2.6.4. Niet aannemelijk is geworden dat op het plandeel een agrarisch bedrijf zal worden gevestigd. Zoals uit overweging 2.5.3 blijkt, is op de plankaart de medebestemming "Wonen" opgenomen. Op de plankaart is geen agrarisch bouwperceel opgenomen, zodat bebouwing ten behoeve van het agrarisch gebruik niet tot de mogelijkheden behoort. Voor zover de gronden bij de woning agrarisch kunnen worden gebruikt, stelt de Afdeling vast dat dit gebruik reeds onder het vorige bestemmingsplan was toegestaan en dat het onderhavige plan in zoverre geen nieuwe planologische mogelijkheden met zich brengt.

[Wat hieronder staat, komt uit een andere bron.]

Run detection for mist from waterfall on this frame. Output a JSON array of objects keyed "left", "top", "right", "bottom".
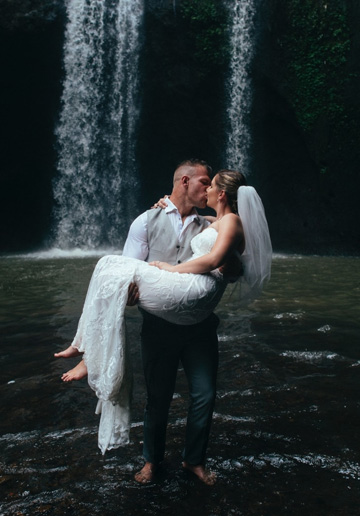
[
  {"left": 226, "top": 0, "right": 255, "bottom": 174},
  {"left": 54, "top": 0, "right": 143, "bottom": 249}
]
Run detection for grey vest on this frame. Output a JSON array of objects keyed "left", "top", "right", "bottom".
[{"left": 146, "top": 209, "right": 208, "bottom": 265}]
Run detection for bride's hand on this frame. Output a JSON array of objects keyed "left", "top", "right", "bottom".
[
  {"left": 149, "top": 261, "right": 175, "bottom": 272},
  {"left": 151, "top": 195, "right": 170, "bottom": 209}
]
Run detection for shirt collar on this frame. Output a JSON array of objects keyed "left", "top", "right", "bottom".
[{"left": 165, "top": 197, "right": 200, "bottom": 222}]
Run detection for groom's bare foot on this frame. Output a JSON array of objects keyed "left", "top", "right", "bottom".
[
  {"left": 54, "top": 346, "right": 82, "bottom": 358},
  {"left": 183, "top": 462, "right": 216, "bottom": 486},
  {"left": 134, "top": 462, "right": 157, "bottom": 484},
  {"left": 61, "top": 360, "right": 87, "bottom": 382}
]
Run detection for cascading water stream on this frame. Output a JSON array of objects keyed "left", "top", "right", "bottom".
[
  {"left": 226, "top": 0, "right": 256, "bottom": 174},
  {"left": 54, "top": 0, "right": 143, "bottom": 249}
]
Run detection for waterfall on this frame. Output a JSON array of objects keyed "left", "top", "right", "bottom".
[
  {"left": 226, "top": 0, "right": 255, "bottom": 174},
  {"left": 54, "top": 0, "right": 143, "bottom": 249}
]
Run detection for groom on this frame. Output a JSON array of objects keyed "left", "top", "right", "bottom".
[{"left": 123, "top": 159, "right": 218, "bottom": 485}]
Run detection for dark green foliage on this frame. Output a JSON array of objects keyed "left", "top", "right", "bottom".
[
  {"left": 283, "top": 0, "right": 350, "bottom": 132},
  {"left": 181, "top": 0, "right": 230, "bottom": 68}
]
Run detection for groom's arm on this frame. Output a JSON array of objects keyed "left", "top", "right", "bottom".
[
  {"left": 122, "top": 212, "right": 149, "bottom": 260},
  {"left": 123, "top": 213, "right": 149, "bottom": 306}
]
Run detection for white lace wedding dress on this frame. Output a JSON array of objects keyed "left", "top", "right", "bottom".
[{"left": 72, "top": 227, "right": 226, "bottom": 453}]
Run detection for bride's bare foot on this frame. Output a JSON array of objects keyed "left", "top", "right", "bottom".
[
  {"left": 54, "top": 346, "right": 82, "bottom": 358},
  {"left": 183, "top": 462, "right": 216, "bottom": 486},
  {"left": 61, "top": 360, "right": 87, "bottom": 382},
  {"left": 134, "top": 462, "right": 157, "bottom": 484}
]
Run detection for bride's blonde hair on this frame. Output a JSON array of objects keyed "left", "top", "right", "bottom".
[{"left": 215, "top": 169, "right": 247, "bottom": 213}]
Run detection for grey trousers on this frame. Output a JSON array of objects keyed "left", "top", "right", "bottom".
[{"left": 141, "top": 313, "right": 219, "bottom": 465}]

2.6.5. Gezien het vorenstaande heeft verweerder zich in redelijkheid op het standpunt kunnen stellen dat het plandeel niet in strijd is met een goede ruimtelijke ordening.
In hetgeen appellanten hebben aangevoerd, ziet de Afdeling geen aanleiding voor het oordeel dat het bestreden besluit anderszins is voorbereid of genomen in strijd met het recht. Hieruit volgt dat verweerder terecht goedkeuring heeft verleend aan het plandeel.
2.7. Voor een proceskostenveroordeling bestaat geen aanleiding.
De Afdeling bestuursrechtspraak van de Raad van State
Recht doende in naam der Koningin:
verklaart het beroep ongegrond.
Aldus vastgesteld door mr. M. Oosting, Lid van de enkelvoudige kamer, in tegenwoordigheid van mr. V. van Dorst, ambtenaar van Staat.